レポート:79号『介護スタッフの専門職としての知識・技術研修事例』

 団塊の世代が全員後期高齢者に突入する2025年を10年後に控え、すでに首都圏では施設不足・介護スタッフ不足等により、介護パワーが不足し地方移住を訴えています。日本が抱える超高齢社会の未来像の前兆かなと考えます。また、今まで以上に社会の介護ニーズは急増し、介護専門職としての知識や技術への社会の要請はますます高まるのは必至です。そこで、今回は専門知識・技術研修事例として、私も事務局として講師としてお手伝いをさせていただいています神戸市の「神戸市高齢者認定制度」について現場報告をさせていただきます。

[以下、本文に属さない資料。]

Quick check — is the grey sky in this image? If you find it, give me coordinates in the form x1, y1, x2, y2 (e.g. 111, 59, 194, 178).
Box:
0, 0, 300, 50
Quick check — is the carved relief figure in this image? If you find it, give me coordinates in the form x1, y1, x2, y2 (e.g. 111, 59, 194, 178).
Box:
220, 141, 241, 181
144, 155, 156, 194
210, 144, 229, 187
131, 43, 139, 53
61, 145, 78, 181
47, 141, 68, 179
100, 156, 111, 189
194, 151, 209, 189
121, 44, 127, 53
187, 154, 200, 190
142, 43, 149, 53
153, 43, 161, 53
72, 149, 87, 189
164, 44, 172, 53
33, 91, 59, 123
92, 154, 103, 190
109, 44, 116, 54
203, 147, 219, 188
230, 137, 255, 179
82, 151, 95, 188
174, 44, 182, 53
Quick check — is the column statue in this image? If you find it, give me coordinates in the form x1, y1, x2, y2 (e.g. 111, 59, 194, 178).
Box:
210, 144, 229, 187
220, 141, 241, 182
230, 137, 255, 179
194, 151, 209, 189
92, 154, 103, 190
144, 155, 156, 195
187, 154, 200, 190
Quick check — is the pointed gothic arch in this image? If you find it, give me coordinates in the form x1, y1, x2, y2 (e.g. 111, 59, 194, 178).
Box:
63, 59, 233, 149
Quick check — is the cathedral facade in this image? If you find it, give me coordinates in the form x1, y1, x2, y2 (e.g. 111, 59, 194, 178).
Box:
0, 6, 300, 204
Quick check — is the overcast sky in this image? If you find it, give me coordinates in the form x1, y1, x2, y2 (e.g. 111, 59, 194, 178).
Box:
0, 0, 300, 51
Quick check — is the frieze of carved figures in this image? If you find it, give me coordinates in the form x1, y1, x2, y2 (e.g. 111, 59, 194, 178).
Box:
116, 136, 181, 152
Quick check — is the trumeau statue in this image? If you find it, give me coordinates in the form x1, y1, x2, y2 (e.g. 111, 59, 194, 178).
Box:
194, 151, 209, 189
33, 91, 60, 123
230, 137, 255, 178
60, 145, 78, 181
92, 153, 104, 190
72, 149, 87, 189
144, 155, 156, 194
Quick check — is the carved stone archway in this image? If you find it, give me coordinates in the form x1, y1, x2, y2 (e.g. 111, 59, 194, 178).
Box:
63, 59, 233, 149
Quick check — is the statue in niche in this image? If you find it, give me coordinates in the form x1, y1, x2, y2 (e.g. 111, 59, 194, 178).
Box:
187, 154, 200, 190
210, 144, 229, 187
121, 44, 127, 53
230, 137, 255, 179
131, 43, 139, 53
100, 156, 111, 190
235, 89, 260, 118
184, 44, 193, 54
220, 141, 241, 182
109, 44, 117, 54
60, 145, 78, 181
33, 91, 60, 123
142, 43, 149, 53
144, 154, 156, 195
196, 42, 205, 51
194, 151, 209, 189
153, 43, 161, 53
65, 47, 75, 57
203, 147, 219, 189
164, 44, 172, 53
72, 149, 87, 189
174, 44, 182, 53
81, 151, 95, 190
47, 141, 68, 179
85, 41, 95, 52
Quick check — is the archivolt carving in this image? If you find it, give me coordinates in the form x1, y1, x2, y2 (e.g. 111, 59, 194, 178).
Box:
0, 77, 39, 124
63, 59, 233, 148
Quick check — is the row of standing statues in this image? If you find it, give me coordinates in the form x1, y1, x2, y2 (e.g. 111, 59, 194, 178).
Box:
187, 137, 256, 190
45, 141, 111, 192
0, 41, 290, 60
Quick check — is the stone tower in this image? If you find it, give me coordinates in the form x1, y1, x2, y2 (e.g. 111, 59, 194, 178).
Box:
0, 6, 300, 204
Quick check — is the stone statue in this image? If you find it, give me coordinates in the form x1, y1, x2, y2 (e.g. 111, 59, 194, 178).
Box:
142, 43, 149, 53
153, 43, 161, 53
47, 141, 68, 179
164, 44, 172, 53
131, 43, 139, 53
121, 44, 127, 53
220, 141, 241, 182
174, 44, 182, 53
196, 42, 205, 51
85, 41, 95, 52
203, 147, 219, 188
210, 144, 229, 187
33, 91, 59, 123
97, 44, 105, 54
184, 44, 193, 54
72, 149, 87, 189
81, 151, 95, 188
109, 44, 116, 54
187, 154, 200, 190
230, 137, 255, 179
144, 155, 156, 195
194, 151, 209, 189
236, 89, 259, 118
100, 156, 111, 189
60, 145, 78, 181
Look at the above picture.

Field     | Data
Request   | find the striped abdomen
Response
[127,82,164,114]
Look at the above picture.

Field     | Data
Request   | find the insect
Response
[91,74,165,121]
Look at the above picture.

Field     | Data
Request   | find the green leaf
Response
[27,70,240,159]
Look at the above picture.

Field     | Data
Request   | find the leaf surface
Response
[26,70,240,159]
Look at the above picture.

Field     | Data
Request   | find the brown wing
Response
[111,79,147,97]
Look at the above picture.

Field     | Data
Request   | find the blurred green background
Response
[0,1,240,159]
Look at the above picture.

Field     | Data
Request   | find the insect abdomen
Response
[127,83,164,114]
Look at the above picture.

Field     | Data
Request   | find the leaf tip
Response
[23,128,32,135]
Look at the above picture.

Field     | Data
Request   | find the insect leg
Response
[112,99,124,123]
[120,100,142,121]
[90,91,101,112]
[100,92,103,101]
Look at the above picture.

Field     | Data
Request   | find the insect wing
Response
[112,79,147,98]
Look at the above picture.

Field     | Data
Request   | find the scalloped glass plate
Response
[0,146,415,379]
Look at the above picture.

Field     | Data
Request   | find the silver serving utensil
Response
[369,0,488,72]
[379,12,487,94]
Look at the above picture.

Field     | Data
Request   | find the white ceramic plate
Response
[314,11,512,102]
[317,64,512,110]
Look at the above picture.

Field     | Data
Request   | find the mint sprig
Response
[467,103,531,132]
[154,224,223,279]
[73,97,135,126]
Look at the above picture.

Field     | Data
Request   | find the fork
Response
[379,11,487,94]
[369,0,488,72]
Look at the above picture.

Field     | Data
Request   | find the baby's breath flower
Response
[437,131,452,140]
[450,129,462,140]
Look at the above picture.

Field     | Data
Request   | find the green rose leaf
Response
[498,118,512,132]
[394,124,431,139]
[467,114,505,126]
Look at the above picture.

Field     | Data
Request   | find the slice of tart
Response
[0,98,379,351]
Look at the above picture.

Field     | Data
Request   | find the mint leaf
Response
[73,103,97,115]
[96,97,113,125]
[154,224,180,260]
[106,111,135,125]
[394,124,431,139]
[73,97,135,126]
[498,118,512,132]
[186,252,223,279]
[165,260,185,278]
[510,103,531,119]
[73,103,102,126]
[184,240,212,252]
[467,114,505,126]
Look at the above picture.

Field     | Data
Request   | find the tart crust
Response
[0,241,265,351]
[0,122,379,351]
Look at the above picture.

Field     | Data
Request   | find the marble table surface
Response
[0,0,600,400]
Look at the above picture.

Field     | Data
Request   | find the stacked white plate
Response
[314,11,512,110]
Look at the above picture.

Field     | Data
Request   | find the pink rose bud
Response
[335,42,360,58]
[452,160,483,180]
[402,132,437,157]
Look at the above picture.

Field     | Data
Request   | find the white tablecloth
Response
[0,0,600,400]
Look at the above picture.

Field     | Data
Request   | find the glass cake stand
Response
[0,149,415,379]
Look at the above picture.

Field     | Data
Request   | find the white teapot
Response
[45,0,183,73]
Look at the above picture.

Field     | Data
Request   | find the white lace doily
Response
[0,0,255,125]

 同制度は、介護職員の意欲向上と社会的評価の向上、神戸市全体の介護サービスの質の向上及び介護人材の確保のためにできた神戸市独自の認定制度で今年度で5年目を迎えます。

 3年以上5年未満の間、継続して介護業務に従事している職員を対象として、4日間30時間程度の講習会を実施するとともに認定試験を行い、合格者を「3年で到達すべきレベル」に達すると認め、神戸市から市長名で認定証が授与されます。過去4年間で144名の認定者を輩出しています。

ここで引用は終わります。